1

I know that there are several alternative elasticsearch clients for python beyond this one. However, I do not have access to those. How can I write a query that has a 'less than or equal' logic for a timestamp? My current way of doing this is:

query = group_id:" + gid + '" AND data_model.fields.price:' + price
less_than_time = # datetime object
data = self.es.search(index=self.es_index, q=query, size=searchsize)
hits = data['hits']['hits']
results = []
for hit in hits:
    time = datetime.strptime(hit['_source']['data_model']['utc_time'], time_format)
    dt = abs(time - less_than_time).seconds
    if dt <= 0:
        results.append(hit)

This is a really clumsy way of doing it. Is there a way I can keep my query generation using strings and include a range?

Hal T
  • 527
  • 7
  • 22
  • Do you want only the query? I have a little script that generates a valid query (for me) that I use with es2csv. It generates a correct json query – pandaadb Jan 31 '17 at 16:31
  • @pandaadb yes, I only need code to generate the query. Basically, the ability to generate queries based on 'lte' or 'gte' conditionals. – Hal T Jan 31 '17 at 18:35

2 Answers2

0

I have a little script that generates a query for me. The query however is in the json notation (which I believe the client can use).

here's my script:

#!/usr/bin/python

from datetime import datetime
import sys

RANGE = '"range":{"@timestamp":{"gte":"%s","lt":"%s"}}'
QUERY = '{"query":{"bool":{"must":[{"prefix": {"myType":"test"}},{%s}]}}}'

if __name__ == "__main__":
    if len(sys.argv) < 3:
        print "\nERROR: 2 Date arguments needed: From and To, for example:\n\n./range_query.py 2016-08-10T00:00:00.000Z 2016-08-10T00:00:00.000Z\n\n"
        sys.exit(1)
    try:
        date1 = datetime.strptime(sys.argv[1], "%Y-%m-%dT%H:%M:%S.%fZ")
        date2 = datetime.strptime(sys.argv[2], "%Y-%m-%dT%H:%M:%S.%fZ")

    except:
        print "\nERROR: Invalid dates. From: %s, To: %s" %(sys.argv[1], sys.argv[2]) + "\n\nValid date format: %Y-%m-%dT%H:%M:%S.%fZ\n"
        sys.exit(1)

    range_q = RANGE %(sys.argv[1], sys.argv[2])


    print(QUERY %(range_q))

The script also uses a bool query. It should be fairly easy to remove that and use only the time constraints for the range.

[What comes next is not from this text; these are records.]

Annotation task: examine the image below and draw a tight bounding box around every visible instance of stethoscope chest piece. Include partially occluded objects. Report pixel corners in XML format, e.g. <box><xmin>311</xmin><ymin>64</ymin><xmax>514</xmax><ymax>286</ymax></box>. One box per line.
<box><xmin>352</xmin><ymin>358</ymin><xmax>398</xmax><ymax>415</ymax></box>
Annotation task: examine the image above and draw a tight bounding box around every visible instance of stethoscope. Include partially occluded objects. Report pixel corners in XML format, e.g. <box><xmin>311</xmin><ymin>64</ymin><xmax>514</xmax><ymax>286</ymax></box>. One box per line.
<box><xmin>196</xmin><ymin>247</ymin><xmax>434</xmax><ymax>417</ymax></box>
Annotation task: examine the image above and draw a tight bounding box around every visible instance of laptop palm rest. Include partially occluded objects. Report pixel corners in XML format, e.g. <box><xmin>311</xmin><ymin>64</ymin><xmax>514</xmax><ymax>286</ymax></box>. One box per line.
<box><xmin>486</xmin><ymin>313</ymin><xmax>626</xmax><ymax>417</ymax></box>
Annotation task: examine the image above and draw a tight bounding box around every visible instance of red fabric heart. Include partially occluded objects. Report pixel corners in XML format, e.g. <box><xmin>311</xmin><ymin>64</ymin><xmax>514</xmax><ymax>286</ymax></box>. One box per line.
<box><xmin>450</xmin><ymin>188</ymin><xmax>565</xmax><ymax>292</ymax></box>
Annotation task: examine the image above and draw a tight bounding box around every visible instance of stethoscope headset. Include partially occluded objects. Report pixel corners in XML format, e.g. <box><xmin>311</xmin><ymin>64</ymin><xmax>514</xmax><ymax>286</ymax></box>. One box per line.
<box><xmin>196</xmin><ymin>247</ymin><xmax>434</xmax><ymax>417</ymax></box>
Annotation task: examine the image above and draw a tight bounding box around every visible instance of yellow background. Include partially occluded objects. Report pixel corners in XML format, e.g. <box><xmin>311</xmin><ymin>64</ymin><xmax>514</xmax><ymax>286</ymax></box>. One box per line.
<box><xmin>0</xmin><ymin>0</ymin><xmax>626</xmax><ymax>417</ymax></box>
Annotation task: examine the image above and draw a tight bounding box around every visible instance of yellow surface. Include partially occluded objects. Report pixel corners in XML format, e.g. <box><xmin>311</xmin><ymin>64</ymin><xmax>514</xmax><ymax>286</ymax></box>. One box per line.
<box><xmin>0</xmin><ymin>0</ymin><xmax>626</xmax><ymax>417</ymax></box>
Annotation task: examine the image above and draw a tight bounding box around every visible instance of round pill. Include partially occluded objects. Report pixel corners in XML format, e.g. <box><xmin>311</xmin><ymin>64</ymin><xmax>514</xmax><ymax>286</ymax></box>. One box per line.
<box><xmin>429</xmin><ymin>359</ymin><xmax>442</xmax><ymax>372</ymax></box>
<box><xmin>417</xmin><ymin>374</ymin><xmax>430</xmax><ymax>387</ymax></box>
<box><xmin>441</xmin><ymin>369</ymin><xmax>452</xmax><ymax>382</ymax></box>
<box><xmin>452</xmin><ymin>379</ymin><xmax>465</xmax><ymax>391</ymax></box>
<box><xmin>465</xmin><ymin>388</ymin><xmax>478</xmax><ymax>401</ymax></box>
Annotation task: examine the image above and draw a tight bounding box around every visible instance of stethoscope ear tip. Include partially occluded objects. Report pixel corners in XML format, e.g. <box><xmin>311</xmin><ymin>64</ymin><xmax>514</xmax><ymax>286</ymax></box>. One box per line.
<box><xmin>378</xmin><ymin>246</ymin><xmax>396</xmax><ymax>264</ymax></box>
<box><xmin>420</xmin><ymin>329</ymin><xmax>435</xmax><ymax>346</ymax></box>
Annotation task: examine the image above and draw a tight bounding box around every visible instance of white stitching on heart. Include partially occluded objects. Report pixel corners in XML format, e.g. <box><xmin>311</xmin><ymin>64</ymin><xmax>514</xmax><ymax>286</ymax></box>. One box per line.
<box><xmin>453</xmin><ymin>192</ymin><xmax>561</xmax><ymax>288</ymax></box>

I hope this is what you're looking for.

This can be called and spits out a query such as:

./range_prefix_query.py.tmp 2016-08-10T00:00:00.000Z 2016-08-10T00:00:00.000Z
{"query":{"bool":{"must":[{"prefix": {"myType":"test"}},{"range":{"@timestamp":{"gte":"2016-08-10T00:00:00.000Z","lt":"2016-08-10T00:00:00.000Z"}}}]}}}

Artur

pandaadb
  • 6,306
  • 2
  • 22
  • 41
  • Yep, this should work. I don't know how to express the rest of my query in JSON format though, which was my issue. Can you point me towards a resource where I can do that as well? – Hal T Feb 01 '17 at 14:11
  • Do you use java with ES? For the queries I use 2 shortcuts: 1. Use kibana + inspection tools to see what kind of query kibana is sending to ES when you query for your data. 2. Use the java client implementation and create your query there programatically (using the objects). The client impl is designed in a way that the `toString` method will spit out the exact json content you need to use. – pandaadb Feb 01 '17 at 14:40
  • I actually use python but I can probably do the same. – Hal T Feb 01 '17 at 15:42
0

Take a look at https://elasticsearch-dsl.readthedocs.io/en/latest/

        s = Search()\
            .filter("term", **{"name": name})\
            .query(q)\
            .extra(**paging)

Belegnar
  • 721
  • 10
  • 24